An example could be the degree of complexity in the ongoing transition from a global fossil-based energy system to a similar but non-fossil-based one. The response to such tasks has often been tailored on a global level.
We need to acknowledge that the existing governance at the global level does not have all the answers, is not designed to deal with complexity and thus does not have a working problem solution. A completely new framework for incorporating global governance needs to be developed.
“By identifying blindspots and flashpoints as well as incorporating predictive technical analysis, participating nations would be able to establish safety nets ahead of time. These experiences would bolster crisis prevention and response capabilities in regions where there is increased probability of converging risks,” as Dr Natasha Bajema and Andrea Rezzonico write in Navigating the Complex Intersections of Diverse Global Catastrophic Risks, published in our report Global Catastrophic Risks 2021. The two authors have a point on the benefits of scenario development and exercises to make organisations aware of how complex problems can converge.

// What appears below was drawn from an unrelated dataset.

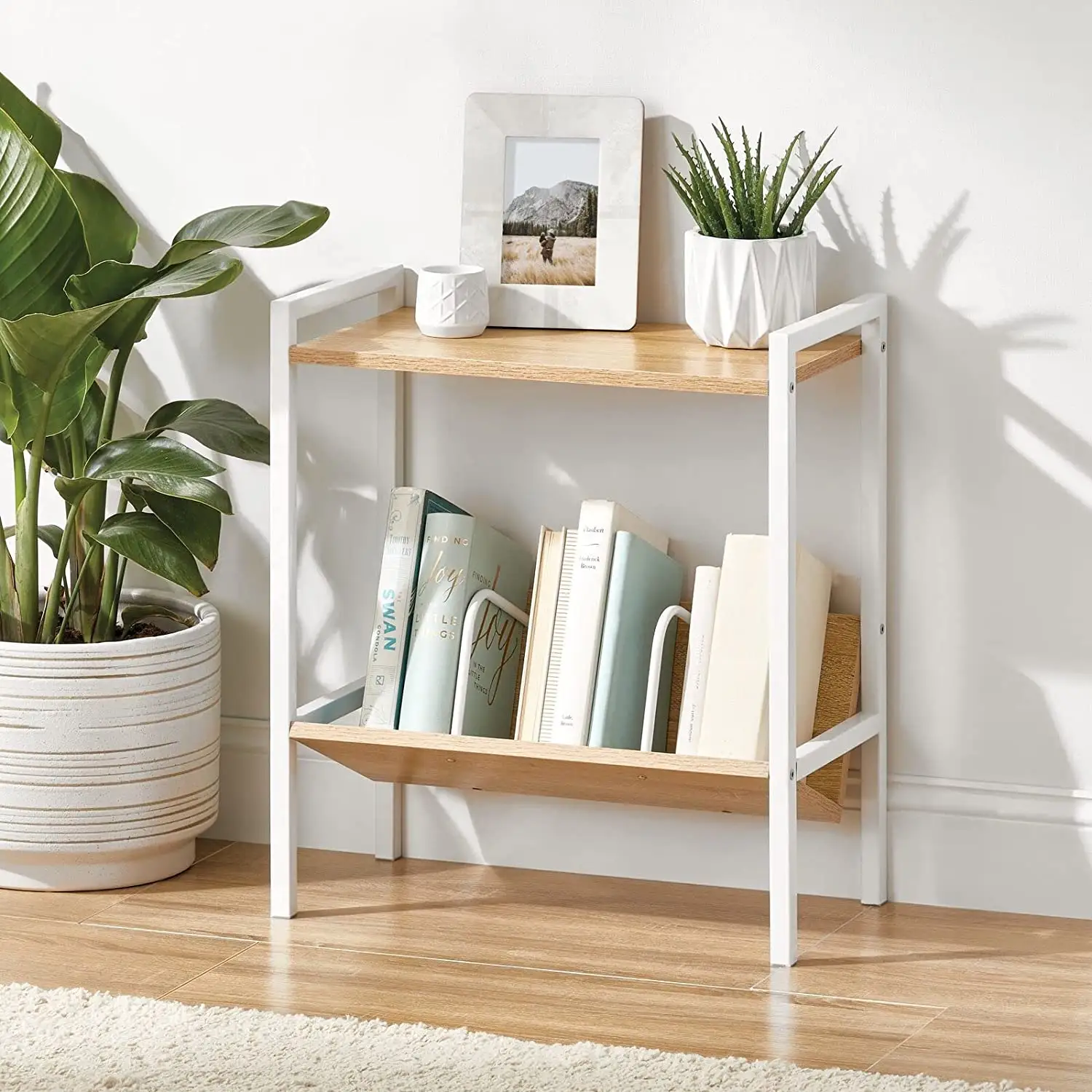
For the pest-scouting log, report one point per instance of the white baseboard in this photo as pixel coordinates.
(954, 843)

Complexity often arises from the bottom up, through the interaction of the parts with the whole. This is due to happen when centrally laid plans meet the many exigencies found in organisations.
As Dr Tom Pegram and Julia Kreienkamp describe in the knowledge overview “Governing Complexity Design Principles for Improving the Governance of Global Catastrophic Risks”, an important factor is that there are simply more interacting elements nowadays.
Modern global systems are unlimited, they note, which means that their boundaries can be difficult to determine and changes in one system can jump over boundaries and lead to unexpected changes in other systems. Failures can turn into cascades of errors and disasters that propagate and trigger new system errors in turn.
So it is necessary to integrate this lack of control while developing the solutions to the complex problems agitated by global catastrophic risk.
One model to develop
A model to consider for inspiration is the idea of humble governance from the thinktank Helsinki Demos, which originates from the thought that government institutions do not have all the answers to a problem and can be humble in their approach to allow a variety of stakeholders to find solutions. The model of humble governance advocates “thin consensus” as an initial framework for problem-solving but leaves great freedom and difference in approach to solutions and experimentation among a number of actors. Feedback and learning as well as revision of the goal are mechanisms that support problem-solving for complex problems.
Today’s public servants are required to be part of the solution to such global catastrophic risks such as climate change, pandemics, environmental collapse, armed conflicts and rapid technological development.
Often these are wicked problems, utterly difficult to solve, especially as they often demand quick changes in approach and organisation. Providing the resources for flexibility will give foresight to strategy and external analysis. This could defuse problems from being wicked to solvable missions.